DepthMaster: Unified Monocular Depth Estimation for Perspective and Panoramic Images

Source: arXiv:2606.12368 · Published 2026-06-10 · By Pengfei Wang, Shihao Wang, Liyi Chen, Zhiyuan Ma, Guowen Zhang, Lei Zhang

TL;DR

This work addresses the unsolved challenge of achieving generalized metric monocular depth estimation for both narrow field-of-view (FoV) perspective images and 360° panoramic images within a unified framework. Existing methods typically specialize for either perspective or panoramic domains, struggling to handle the stark geometric differences between linear pinhole and spherical equirectangular projections, and are hampered by the scarcity of panoramic training data. DepthMaster introduces a novel approach that decomposes panoramic images into overlapping perspective patches and injects virtual camera pose conditioning as geometric priors, enabling the use of a standard Transformer backbone without specialized architectural modifications. A novel Correspondence Consistency Loss (CCL) enforces geometric coherence across overlapping patches, elegantly addressing boundary artifacts without disrupting the backbone structure.
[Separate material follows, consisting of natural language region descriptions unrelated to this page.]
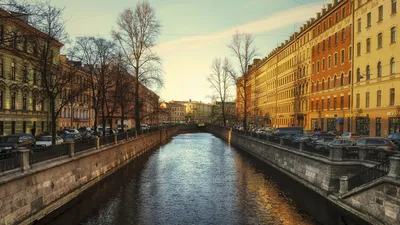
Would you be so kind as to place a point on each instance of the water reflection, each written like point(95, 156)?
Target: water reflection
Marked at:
point(195, 179)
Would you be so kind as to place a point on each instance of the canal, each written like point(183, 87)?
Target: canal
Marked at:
point(199, 179)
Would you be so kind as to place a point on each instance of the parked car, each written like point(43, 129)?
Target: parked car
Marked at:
point(71, 137)
point(46, 141)
point(12, 142)
point(351, 135)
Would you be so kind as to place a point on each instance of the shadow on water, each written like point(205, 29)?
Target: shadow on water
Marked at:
point(246, 191)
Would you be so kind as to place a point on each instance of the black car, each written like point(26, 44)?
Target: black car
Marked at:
point(12, 142)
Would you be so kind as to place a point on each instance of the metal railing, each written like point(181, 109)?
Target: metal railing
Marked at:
point(48, 152)
point(369, 175)
point(83, 145)
point(9, 161)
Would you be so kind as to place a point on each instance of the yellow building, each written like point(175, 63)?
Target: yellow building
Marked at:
point(376, 80)
point(20, 86)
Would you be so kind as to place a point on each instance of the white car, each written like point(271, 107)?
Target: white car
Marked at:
point(44, 141)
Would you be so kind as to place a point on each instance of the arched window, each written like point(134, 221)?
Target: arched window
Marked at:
point(379, 69)
point(392, 66)
point(342, 79)
point(350, 77)
point(334, 81)
point(329, 83)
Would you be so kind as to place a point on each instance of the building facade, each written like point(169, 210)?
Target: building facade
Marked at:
point(21, 104)
point(331, 66)
point(376, 99)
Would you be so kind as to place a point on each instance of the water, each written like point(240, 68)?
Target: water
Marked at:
point(199, 179)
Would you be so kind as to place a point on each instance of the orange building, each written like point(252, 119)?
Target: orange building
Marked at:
point(331, 58)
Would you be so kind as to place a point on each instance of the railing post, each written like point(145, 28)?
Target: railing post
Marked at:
point(301, 146)
point(97, 142)
point(362, 153)
point(24, 157)
point(335, 154)
point(394, 169)
point(344, 185)
point(71, 148)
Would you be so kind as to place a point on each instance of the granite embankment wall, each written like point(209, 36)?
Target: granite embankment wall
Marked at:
point(32, 194)
point(377, 202)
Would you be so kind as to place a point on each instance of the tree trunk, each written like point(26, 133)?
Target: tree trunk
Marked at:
point(137, 103)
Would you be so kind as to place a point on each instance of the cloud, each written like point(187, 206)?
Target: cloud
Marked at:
point(276, 21)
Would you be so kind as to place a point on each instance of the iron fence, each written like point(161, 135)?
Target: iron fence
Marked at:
point(350, 152)
point(48, 152)
point(319, 151)
point(83, 145)
point(378, 155)
point(9, 161)
point(104, 140)
point(369, 175)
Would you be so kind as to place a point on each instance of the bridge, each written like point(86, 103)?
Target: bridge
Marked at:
point(34, 184)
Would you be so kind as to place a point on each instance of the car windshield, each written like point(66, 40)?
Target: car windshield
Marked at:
point(44, 138)
point(10, 139)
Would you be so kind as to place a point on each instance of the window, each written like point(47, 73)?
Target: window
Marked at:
point(350, 52)
point(336, 38)
point(1, 68)
point(380, 13)
point(379, 40)
point(393, 35)
point(328, 104)
point(342, 56)
point(34, 103)
point(12, 71)
point(329, 61)
point(334, 81)
point(392, 66)
point(334, 103)
point(1, 99)
point(392, 99)
point(329, 83)
point(378, 98)
point(336, 60)
point(342, 79)
point(341, 102)
point(343, 34)
point(24, 106)
point(13, 99)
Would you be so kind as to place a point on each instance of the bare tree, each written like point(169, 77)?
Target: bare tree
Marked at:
point(98, 55)
point(136, 34)
point(242, 47)
point(221, 81)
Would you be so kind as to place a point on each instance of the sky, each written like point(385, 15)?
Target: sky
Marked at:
point(194, 32)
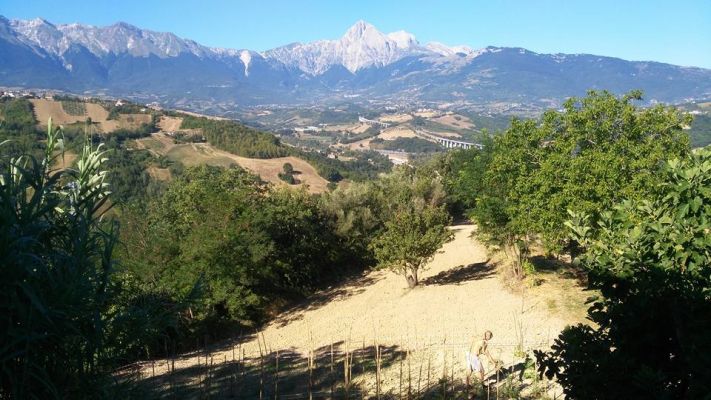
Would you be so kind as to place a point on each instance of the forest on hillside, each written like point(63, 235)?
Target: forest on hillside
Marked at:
point(104, 266)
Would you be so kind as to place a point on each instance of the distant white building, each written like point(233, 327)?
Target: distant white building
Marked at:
point(308, 129)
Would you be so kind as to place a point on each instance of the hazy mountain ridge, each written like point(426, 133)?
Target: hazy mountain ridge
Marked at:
point(122, 59)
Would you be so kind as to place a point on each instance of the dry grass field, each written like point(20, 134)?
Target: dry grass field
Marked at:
point(428, 328)
point(396, 132)
point(169, 124)
point(396, 118)
point(192, 154)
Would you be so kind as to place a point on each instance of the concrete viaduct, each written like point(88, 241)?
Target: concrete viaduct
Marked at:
point(447, 143)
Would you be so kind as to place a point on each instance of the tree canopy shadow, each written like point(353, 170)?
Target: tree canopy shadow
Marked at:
point(285, 374)
point(461, 274)
point(351, 287)
point(333, 372)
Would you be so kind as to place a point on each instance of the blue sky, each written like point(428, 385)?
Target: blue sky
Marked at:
point(677, 32)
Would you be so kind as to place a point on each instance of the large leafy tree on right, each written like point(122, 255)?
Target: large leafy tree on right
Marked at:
point(651, 262)
point(595, 152)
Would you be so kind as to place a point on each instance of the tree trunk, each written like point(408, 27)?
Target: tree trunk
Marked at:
point(412, 278)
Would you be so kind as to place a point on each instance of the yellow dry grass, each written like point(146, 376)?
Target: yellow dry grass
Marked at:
point(268, 169)
point(169, 124)
point(396, 132)
point(459, 298)
point(396, 118)
point(161, 174)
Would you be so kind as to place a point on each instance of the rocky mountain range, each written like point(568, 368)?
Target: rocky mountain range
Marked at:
point(123, 60)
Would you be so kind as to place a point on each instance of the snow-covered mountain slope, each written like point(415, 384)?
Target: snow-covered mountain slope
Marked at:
point(364, 63)
point(360, 47)
point(101, 41)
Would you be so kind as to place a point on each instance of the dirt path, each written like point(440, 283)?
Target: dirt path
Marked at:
point(460, 297)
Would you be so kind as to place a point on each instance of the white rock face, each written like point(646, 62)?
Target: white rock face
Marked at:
point(362, 46)
point(246, 57)
point(117, 39)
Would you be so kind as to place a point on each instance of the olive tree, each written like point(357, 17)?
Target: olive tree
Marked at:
point(651, 262)
point(410, 240)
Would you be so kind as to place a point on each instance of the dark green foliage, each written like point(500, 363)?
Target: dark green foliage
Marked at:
point(288, 174)
point(364, 165)
point(17, 115)
point(288, 168)
point(410, 240)
point(249, 246)
point(700, 132)
point(651, 261)
point(597, 151)
point(62, 325)
point(74, 107)
point(18, 125)
point(127, 173)
point(236, 138)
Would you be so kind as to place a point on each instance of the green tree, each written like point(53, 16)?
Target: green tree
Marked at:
point(410, 240)
point(59, 319)
point(288, 168)
point(598, 150)
point(651, 262)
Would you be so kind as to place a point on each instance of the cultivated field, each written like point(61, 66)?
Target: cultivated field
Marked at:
point(45, 108)
point(396, 132)
point(421, 334)
point(396, 118)
point(169, 124)
point(191, 154)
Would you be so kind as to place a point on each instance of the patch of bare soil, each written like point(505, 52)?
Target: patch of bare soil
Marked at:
point(432, 326)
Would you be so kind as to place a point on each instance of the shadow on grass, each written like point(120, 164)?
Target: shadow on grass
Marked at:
point(283, 375)
point(341, 291)
point(286, 375)
point(462, 274)
point(561, 268)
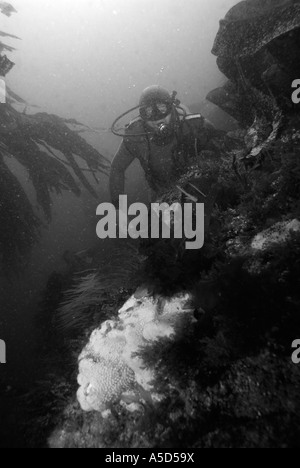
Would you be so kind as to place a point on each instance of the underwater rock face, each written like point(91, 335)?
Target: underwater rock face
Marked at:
point(109, 370)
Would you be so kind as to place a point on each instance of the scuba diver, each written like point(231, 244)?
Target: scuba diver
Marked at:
point(165, 138)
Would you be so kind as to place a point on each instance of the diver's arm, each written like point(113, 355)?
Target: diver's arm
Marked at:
point(121, 162)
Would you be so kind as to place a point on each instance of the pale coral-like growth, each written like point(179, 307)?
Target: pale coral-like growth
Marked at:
point(108, 366)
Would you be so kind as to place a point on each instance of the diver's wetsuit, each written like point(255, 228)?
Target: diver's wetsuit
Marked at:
point(162, 162)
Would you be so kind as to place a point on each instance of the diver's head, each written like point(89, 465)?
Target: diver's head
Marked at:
point(158, 112)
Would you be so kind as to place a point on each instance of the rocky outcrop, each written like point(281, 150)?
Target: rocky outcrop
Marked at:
point(110, 369)
point(257, 47)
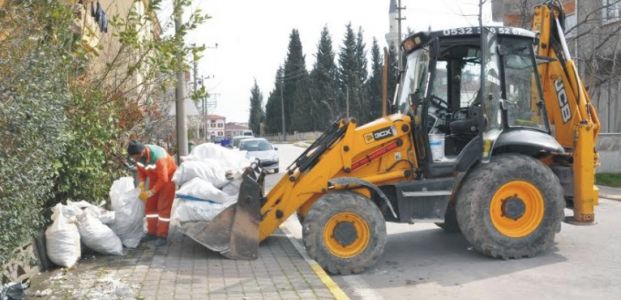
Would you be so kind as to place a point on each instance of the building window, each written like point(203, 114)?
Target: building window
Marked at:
point(611, 10)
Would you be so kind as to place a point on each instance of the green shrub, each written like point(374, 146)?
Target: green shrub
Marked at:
point(33, 96)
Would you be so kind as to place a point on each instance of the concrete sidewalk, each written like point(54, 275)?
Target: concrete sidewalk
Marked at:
point(186, 270)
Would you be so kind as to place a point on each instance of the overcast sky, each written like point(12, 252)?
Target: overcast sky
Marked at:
point(252, 37)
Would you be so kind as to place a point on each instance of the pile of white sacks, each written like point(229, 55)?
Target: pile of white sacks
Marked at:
point(208, 181)
point(103, 231)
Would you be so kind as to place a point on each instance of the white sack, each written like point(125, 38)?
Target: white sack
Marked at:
point(200, 189)
point(77, 208)
point(209, 170)
point(119, 188)
point(231, 188)
point(97, 236)
point(229, 159)
point(129, 215)
point(62, 239)
point(190, 210)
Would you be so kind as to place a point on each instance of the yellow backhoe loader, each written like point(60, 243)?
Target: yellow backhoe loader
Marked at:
point(492, 133)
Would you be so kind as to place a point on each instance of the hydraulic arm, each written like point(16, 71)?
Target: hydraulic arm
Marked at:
point(568, 106)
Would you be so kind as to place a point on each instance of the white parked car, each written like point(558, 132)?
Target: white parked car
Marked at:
point(263, 151)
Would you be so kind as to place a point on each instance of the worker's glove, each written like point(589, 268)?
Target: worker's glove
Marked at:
point(144, 195)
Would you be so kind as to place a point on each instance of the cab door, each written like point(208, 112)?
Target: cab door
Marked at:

Trained on 15 datasets including only one panoramic dataset, DepthMaster achieves state-of-the-art zero-shot performance on 13 unseen datasets spanning both perspective and panoramic domains. It surpasses specialist methods such as Depth Anything for perspective images and Depth Any Panoramas (DAP) for panoramas, while also beating universal competitors like UniK3D. The method excels at preserving fine details, global geometric consistency, and sharp boundaries, despite using significantly less panoramic training data. Extensive ablations confirm the critical contribution of CCL and camera pose conditioning for panoramic depth accuracy. This unified canonicalization of diverse camera geometries with geometric prior injection presents a scalable paradigm for robust metric depth estimation across domains.

Key findings

DepthMaster reduces AbsRel error on panoramic datasets (Stanford2D3D, Matterport3D, PanoSUNCG) from 6.62 (baseline DA2) to 4.77 on scale-invariant depth (Table 1).
For metric depth on panoramic images, DepthMaster outperforms specialist DAP by reducing AbsRel from 11.79 to 7.25.
On Matterport3D panoramic dataset, DepthMaster achieves 5.79 AbsRel vs UniK3D’s 8.14, despite UniK3D being trained on the dataset.
On 10 diverse perspective datasets, DepthMaster attains best average rank (1.31) surpassing MoGe v2 (2.22), and top 𝛿1 accuracy of 93.9%
Removing Correspondence Consistency Loss (CCL) increases panorama AbsRel from 6.31 to 7.41 and lowers 𝛿1 from 93.3% to 92.4%.
Omitting virtual camera pose conditioning raises panoramic AbsRel from 6.31 to 14.36 and hurts 𝛿1 accuracy from 93.3% to 85.8%.
Training on panoramic only data without perspective datasets causes perspective AbsRel to degrade from 7.15 to 16.34 and panoramic AbsRel from 6.31 to 8.28.
DepthMaster uses only 35K panorama samples vs 1.9M for DAP, demonstrating significant data efficiency.

Threat model

n/a — The paper focuses on improving monocular depth estimation generalization across camera domains rather than adversarial or security scenarios.

Methodology — deep read

Threat Model & Assumptions: The paper considers the monocular depth estimation setting where the input is a single RGB image from either a standard perspective camera or a 360° panoramic camera. The adversarial aspect is minimal here (n/a), focusing on generalization across diverse camera types and domains. Assumptions include access to metric ground truth depth for supervised training, but only one panoramic dataset is included among many perspective datasets.
Data: Training data comprises 15 datasets: 14 perspective datasets and 1 panoramic dataset (Structured3D). The authors refine ground truth for real-world data to reduce noise. Evaluation is zero-shot on 13 held-out datasets with 10 perspective and 3 panoramic image sets. Splits and detailed statistics are in appendices. They emphasize smaller training data scale than prior larger models like MoGe, DepthAnything, and UniK3D.
Architecture / Algorithm: DepthMaster’s core idea is canonicalizing panoramic images into six overlapping 95° FoV perspective patches with 2.5° overlap per edge, creating a unified perspective representation for both image types. Virtual projection cameras’ spatial layout (intrinsics and extrinsics) is embedded as conditioning tokens injected into the Transformer backbone. The backbone is based on DINOv2 ViT-L/14 with 24 blocks; layers 1-8 use standard self-attention, and layers 9-24 alternate between frame-wise and global attention to capture both local patch structure and inter-patch spatial dependencies. This avoids any architectural modification for panorama input.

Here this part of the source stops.